After carrying me through what I had to get through, Mona
had to move out. She had to move out because her Aunt and Dad were in failing
health, and Kevin sold the house at 1038 Segovia Circle to his dad. This move
was years and years in the making, and it finally happened.
It hurt my soul, but I understood, and I was also at the
time that I had my own wings, albeit small ones. Her dad and her aunt came here.
She worked, she provided, and their health deteriorated. We expected that from
her Aunt Betty, but not her dad.
Time passed. The time came. I took Hannah up to the house
and we sang hymns, even though I was a new fresh guitar student and I was probably
completely awful, but we sang hymns to a dying man fully deserving of all
honor. Hannah was brave. He tapped his fingers - he heard us. It was holy ground.
We went to visit Kevin in Alaska. We made memories at Denali and in Anchorage. We grew apart. But yet you always stay together.
Things happened in this past week that hurt my soul so badly
I can’t even talk about it. I do not want to talk about it. My heart hurts. It’s
national news, so everyone in the country knows about it, but I’m left with the
chilling fact that I was mad at Rhonda because she thought I stole her best friend.
Time closed the wound, but it was still there. I’m left knowing when I saw her
at Little Women and sat by her, not knowing that it was the last time I’d see
her, that I’m not sure I was even super cordial. I think I was cordial, but my
mind goes in rewind and I plague myself with what happened. We were 4 seats
down.
I think, if every time you saw someone or spoke to someone
and knew it was the last time, you’d do things differently. But if you lived
every parting like it was the last parting, they’d put you in an asylum.
Lauren is coming home from her race. My dad doesn’t even
know Lauren, and it made him cry. My dad does not cry easily.
I didn’t even know why Lauren’s dad was at First Baptist,
but he comforted Hannah while I comforted Mona. I should have comforted him.
Now I know. We had it all ass backwards.
I stopped by Murray’s house on Friday because I was across
the street and I just knew it was a referral from him. I saw the flag at half-mast
and I died a bit inside. Now he is gone. My soul shook as I rung the bell and
lamely made the excuse that I’m the neighborhood roofer and I just care for
their souls. And then I hugged his wife and cried with her, and remembered the
last time I spoke to him he said he needed Christmas lights hung and I said I
couldn’t really help him with that.
Do you always remember in the aftermath that you were a
failure?
Everything in life is such a spin. My heart hurts so badly.
I went up to 1038 Segovia Circle tonight, and I sat with my friend. My friend
lost her best friend, but I know that I’m a good friend, and I come along aside
my good friend. She sobbed, and she felt like she could have done it better. I
held her and assured her she did it the best she could.
I don’t really know what else there is for me at 1038
Segovia Circle. But I know there is more.

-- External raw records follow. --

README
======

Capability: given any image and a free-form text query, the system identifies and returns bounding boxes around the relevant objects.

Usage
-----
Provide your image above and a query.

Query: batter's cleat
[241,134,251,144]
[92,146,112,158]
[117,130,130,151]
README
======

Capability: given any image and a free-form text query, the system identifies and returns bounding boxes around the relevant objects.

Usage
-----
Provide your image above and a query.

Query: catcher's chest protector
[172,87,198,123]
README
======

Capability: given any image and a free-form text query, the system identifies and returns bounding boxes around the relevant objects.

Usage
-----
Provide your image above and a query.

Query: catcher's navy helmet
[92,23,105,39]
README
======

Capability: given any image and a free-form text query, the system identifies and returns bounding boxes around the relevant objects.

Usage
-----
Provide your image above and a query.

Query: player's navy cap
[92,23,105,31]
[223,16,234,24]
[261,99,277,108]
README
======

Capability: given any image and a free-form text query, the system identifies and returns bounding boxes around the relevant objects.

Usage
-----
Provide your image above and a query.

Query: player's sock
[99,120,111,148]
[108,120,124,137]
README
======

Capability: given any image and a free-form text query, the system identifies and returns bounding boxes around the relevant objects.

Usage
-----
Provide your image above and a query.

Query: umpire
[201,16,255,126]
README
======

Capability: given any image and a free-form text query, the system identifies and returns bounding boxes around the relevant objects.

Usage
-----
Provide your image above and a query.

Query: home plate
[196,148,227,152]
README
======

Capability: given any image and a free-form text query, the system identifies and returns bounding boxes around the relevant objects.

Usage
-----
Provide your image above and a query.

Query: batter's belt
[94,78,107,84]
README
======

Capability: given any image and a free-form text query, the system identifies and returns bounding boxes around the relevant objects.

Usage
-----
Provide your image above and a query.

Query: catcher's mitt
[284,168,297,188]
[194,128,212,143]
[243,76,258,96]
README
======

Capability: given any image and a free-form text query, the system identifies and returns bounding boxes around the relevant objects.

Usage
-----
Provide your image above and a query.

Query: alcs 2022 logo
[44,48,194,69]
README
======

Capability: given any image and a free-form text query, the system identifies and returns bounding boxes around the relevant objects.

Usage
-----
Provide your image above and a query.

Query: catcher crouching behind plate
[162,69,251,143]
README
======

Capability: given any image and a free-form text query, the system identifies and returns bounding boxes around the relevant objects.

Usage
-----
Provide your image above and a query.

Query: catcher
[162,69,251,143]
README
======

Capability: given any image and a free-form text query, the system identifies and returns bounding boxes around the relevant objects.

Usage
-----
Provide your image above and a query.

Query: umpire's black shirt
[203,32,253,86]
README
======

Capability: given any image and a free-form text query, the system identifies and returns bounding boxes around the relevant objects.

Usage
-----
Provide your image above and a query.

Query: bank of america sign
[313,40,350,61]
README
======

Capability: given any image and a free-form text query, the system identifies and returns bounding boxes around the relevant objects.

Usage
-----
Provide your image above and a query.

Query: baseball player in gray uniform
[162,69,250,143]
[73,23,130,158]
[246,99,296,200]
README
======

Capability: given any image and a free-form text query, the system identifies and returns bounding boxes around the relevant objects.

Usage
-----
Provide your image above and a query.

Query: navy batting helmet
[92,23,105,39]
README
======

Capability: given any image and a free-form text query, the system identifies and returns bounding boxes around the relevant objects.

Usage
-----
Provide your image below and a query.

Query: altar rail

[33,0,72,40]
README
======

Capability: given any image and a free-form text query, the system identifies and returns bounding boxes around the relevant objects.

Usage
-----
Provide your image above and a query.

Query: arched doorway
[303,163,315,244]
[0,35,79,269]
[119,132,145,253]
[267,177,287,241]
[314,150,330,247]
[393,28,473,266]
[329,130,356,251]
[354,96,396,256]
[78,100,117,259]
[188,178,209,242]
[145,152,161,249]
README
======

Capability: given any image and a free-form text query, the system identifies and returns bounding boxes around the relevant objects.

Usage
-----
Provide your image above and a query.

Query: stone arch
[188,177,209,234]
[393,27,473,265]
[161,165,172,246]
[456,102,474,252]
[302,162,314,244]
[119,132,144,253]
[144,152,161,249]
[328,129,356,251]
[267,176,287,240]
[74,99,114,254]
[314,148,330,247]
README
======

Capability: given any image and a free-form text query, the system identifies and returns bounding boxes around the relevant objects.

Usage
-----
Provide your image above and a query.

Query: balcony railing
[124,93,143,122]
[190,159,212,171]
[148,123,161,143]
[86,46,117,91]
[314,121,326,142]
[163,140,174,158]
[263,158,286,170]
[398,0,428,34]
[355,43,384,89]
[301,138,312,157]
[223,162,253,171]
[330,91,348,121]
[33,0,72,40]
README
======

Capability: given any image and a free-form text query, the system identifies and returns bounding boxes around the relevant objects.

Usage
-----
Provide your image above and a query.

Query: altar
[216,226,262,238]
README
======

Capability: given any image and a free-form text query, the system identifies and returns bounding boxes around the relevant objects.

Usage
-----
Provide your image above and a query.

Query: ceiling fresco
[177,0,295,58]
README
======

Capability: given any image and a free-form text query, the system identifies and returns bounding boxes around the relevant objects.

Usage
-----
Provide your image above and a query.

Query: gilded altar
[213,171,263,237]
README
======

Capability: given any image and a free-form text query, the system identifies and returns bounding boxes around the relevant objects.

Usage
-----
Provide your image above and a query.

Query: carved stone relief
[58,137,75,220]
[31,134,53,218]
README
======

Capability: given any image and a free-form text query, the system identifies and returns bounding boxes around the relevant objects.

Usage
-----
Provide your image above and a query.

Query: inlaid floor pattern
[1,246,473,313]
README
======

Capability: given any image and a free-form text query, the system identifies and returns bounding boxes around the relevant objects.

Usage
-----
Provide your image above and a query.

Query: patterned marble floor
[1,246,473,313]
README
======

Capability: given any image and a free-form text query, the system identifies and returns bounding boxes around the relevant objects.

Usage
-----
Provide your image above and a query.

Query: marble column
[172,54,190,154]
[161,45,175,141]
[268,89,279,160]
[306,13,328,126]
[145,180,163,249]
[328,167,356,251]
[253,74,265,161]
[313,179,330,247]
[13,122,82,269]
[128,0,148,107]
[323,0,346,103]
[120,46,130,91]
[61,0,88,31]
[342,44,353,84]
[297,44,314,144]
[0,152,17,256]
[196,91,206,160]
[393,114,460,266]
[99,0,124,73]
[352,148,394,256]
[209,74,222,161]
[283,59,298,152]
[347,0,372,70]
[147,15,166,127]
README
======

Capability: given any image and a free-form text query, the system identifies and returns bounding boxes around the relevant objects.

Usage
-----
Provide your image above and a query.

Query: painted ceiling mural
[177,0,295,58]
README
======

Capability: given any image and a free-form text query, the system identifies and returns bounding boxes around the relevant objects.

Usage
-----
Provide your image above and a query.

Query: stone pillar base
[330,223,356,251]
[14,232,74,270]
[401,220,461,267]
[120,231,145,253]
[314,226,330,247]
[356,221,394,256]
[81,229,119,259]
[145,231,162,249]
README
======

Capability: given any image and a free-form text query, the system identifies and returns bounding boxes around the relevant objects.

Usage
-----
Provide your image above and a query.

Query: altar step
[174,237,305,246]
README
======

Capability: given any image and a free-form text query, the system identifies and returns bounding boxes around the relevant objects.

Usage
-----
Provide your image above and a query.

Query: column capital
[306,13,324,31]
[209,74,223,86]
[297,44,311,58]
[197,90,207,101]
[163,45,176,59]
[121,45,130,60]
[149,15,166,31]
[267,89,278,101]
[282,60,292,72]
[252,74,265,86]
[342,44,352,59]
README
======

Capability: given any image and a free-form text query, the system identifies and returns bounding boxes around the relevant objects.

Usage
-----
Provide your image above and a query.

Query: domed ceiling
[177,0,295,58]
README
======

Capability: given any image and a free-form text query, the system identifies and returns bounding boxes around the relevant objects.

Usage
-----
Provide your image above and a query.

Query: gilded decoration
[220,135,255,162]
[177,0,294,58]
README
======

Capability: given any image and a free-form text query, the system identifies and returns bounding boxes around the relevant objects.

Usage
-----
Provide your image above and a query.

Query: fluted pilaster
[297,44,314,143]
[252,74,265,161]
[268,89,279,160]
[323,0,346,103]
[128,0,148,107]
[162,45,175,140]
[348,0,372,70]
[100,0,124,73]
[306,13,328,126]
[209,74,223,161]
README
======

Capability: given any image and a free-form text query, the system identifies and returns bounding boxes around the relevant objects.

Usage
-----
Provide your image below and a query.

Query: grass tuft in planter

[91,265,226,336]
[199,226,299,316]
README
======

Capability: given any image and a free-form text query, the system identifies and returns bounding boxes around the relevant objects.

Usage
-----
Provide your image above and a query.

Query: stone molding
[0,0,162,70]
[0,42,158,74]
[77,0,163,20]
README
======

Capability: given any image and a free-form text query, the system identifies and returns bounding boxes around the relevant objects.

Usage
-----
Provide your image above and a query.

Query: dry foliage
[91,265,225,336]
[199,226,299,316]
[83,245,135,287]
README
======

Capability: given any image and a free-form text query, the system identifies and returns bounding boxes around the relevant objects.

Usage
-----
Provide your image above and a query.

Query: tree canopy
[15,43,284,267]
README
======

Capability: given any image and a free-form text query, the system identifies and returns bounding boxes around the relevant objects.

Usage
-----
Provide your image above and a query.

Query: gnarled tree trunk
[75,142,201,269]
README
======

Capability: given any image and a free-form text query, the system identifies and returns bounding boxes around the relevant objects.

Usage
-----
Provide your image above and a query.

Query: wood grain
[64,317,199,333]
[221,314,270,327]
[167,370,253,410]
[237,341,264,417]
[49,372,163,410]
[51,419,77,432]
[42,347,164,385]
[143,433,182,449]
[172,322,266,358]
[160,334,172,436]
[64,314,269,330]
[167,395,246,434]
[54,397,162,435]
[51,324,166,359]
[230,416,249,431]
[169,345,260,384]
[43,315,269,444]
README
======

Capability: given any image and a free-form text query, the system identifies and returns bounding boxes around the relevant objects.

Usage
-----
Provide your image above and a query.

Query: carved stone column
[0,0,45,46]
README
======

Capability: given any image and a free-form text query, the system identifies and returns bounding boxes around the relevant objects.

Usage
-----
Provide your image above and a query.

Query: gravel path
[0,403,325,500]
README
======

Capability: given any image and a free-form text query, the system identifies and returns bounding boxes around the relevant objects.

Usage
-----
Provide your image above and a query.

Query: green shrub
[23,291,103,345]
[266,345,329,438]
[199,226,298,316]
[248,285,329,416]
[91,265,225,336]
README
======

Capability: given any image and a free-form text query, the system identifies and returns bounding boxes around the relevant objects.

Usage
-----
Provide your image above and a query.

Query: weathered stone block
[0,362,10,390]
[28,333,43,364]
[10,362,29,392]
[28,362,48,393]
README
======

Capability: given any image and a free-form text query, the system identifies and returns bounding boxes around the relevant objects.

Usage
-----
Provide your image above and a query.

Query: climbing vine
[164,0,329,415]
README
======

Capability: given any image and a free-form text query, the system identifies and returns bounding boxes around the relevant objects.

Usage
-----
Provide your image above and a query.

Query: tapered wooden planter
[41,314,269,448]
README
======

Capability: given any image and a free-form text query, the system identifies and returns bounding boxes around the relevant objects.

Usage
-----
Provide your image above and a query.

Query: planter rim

I realized looking around that it’s just another chapter, at
the same place, in a different time. Another generation. I’m part of a family I
have no blood investment in. We laughed and we cried and we barricaded the fence
so the new puppy won’t get out. There is
more to come, and we cannot do it better – we live every day and we live it
well and we have to know that we do it the best we can.